Dry-run mode. Prefix your task with “Do not write the file yet — only show me what you would change.” This turns any task into a preview pass, which is useful for auditing before committing.

Prompt versioning. Store your system prompts in a prompts/ directory under version control. Treat them like code — small wording changes can significantly affect output quality.

Rate limiting. The Anthropic API applies per-minute token limits. For large batch runs, add a time.sleep(2) between subprocess.run calls in batch_automate.py to stay within limits.

Container isolation. For untrusted codebases, run claw inside Docker. The sandbox detection feature will adapt automatically, and you get file-system isolation for free. Pass your API key as a container secret rather than a plain environment variable.

The claw harness is intentionally minimal — it’s a tool dispatch loop, not a framework. For applications that need persistent memory, message passing between agents, or dynamic role assignment, you’ll want to layer on a multi-agent coordinator. The patterns in Getting Started with AgentScope: Build Your First Multi-Agent App translate directly to workflows where claw handles the file I/O leaf tasks while a coordinator manages the overall plan.

Frequently Asked Questions

Can I use OpenAI models instead of Claude with Claw Code?

Yes. Set OPENAI_API_KEY in your environment instead of ANTHROPIC_API_KEY. The harness supports OpenAI as a backend, though the primary development focus is on the Anthropic integration. Check the repository’s README for the exact flag or config entry required to switch providers.

Why does `cargo install claw-code` install something broken?

The crate published to crates.io under that name is a deprecated stub from an earlier, unrelated project. The active implementation lives exclusively in the ultraworkers/claw-code GitHub repository and is not published to the registry. Always build from source.

Is it safe to point `batch_automate.py` at a production codebase?

Not without a safety net. The agent can and will write files directly. Run it on a feature branch or a stash-protected working tree, review the diff with git diff, and only merge if you’re satisfied. The dry-run prompt pattern (asking the model to describe changes without writing) is useful for a first pass.

How do I constrain the agent to a specific directory?

Start claw from within the directory you want it to operate in, and phrase your prompts relative to that root. The harness resolves file paths relative to the working directory of the process, so changing into a subdirectory before calling subprocess.run effectively sandboxes file access. Explicit path validation in your wrapper script adds a second layer of control.

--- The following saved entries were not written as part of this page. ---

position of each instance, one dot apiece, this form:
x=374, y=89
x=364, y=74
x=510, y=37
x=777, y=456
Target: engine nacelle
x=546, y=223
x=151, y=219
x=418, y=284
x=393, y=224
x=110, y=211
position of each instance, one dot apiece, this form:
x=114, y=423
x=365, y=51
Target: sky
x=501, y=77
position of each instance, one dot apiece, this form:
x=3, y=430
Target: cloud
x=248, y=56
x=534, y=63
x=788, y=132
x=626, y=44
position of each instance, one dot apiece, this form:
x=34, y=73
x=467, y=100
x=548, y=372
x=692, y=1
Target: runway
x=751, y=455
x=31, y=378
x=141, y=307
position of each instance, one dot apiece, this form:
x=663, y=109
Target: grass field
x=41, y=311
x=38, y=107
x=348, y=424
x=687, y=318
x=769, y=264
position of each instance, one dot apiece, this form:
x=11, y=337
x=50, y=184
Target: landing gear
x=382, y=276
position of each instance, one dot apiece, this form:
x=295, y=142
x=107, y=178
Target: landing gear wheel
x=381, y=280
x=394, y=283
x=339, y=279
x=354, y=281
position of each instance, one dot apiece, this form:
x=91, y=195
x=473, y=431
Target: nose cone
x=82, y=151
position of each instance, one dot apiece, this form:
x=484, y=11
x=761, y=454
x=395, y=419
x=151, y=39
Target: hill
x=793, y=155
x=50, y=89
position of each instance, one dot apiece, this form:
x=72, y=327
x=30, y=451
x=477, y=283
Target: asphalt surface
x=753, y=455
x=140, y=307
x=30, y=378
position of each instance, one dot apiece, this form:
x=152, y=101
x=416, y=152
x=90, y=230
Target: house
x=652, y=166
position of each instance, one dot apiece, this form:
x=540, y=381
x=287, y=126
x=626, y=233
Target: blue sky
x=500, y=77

What happens if the model exceeds the context window mid-task?

The harness will return an error and stop the current loop iteration. For large files, break the task into smaller, focused prompts rather than asking the model to process the entire file at once. Targeting specific functions or sections — “add type hints to all functions in the utils module” rather than “fix the whole project” — keeps each prompt well within context limits.